Supreme Court Grants Relief in Oklahoma Death Penalty Case

01.22.25

The U.S. Supreme Court on Tuesday granted relief to Brenda Andrew, who was sentenced to death in Oklahoma after prosecutors introduced evidence about her sex life and her failings as a wife and mother. The Court ordered the federal appeals court to assess whether this “irrelevant evidence about [her] demeanor as a woman … deprive[d] her of a fundamentally fair trial.”

Brenda Andrew was convicted of capital murder after her husband was fatally shot in 2001. Ms. Andrew, who was shot in the arm during the incident, told police that two armed men committed the shooting. She explained that she and her husband were separated, and she was dating James Pavatt. He eventually confessed to committing the shooting with a friend and denied that Ms. Andrew was involved.
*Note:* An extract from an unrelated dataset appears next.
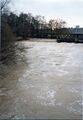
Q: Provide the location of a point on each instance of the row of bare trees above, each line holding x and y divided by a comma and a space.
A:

The State accused Ms. Andrew of conspiring with Mr. Pavatt to murder her husband. At trial, according to the Court’s per curiam decision, the prosecution “elicited testimony about Andrew’s sexual partners reaching back two decades; about the outfits she wore to dinner or during grocery runs; about the underwear she packed for vacation; and about how often she had sex in her car.” The prosecutor also displayed her thong underwear to jurors while urging them to convict her of capital murder.

Ms. Andrew was convicted and sentenced to death. On appeal, she argued that irrelevant evidence about extramarital affairs and how she dressed rendered her trial fundamentally unfair in violation of due process.

Even though the State agreed that most of the evidence was irrelevant—a dissenting judge wrote it had “no purpose other than to hammer home that Brenda Andrew is a bad wife, a bad mother, and a bad woman”—the state court denied relief.

Ms. Andrew sought relief in federal court, which may grant relief only if it finds the state court unreasonably applied “clearly established” Supreme Court precedent. Ms. Andrew argued the state court decision violated Payne v. Tennessee, a 1991 decision in which the Supreme Court made clear that the Due Process Clause provides relief when “evidence is introduced that is so unduly prejudicial that it renders the trial fundamentally unfair.”

But a divided Tenth Circuit Court of Appeals decided that Payne did not qualify as clearly established precedent. As a result, it refused to even consider how the jury was prejudiced against her when, as the dissent put it, the State portrayed her “as a scarlet woman, a modern Jezebel, sparking distrust based on her loose morals [and] plucking away any realistic chance that the jury would seriously consider her version of events.”

“That was wrong,” the Supreme Court wrote, explaining that in Payne and other decisions, the Court had made clear that “due process protects defendants from the introduction of evidence so prejudicial as to affect the fundamental fairness of their trials.”

Because the Tenth Circuit erroneously failed to recognize Payne as clearly established federal law, the Court summarily reversed. It remanded the case for the circuit court to evaluate whether—at the guilt or sentencing phase—“the trial court’s mistaken admission of irrelevant evidence was so ‘unduly prejudicial’ as to render her trial ‘fundamentally unfair.’”

Justice Clarence Thomas, joined by Justice Neil Gorsuch, dissented.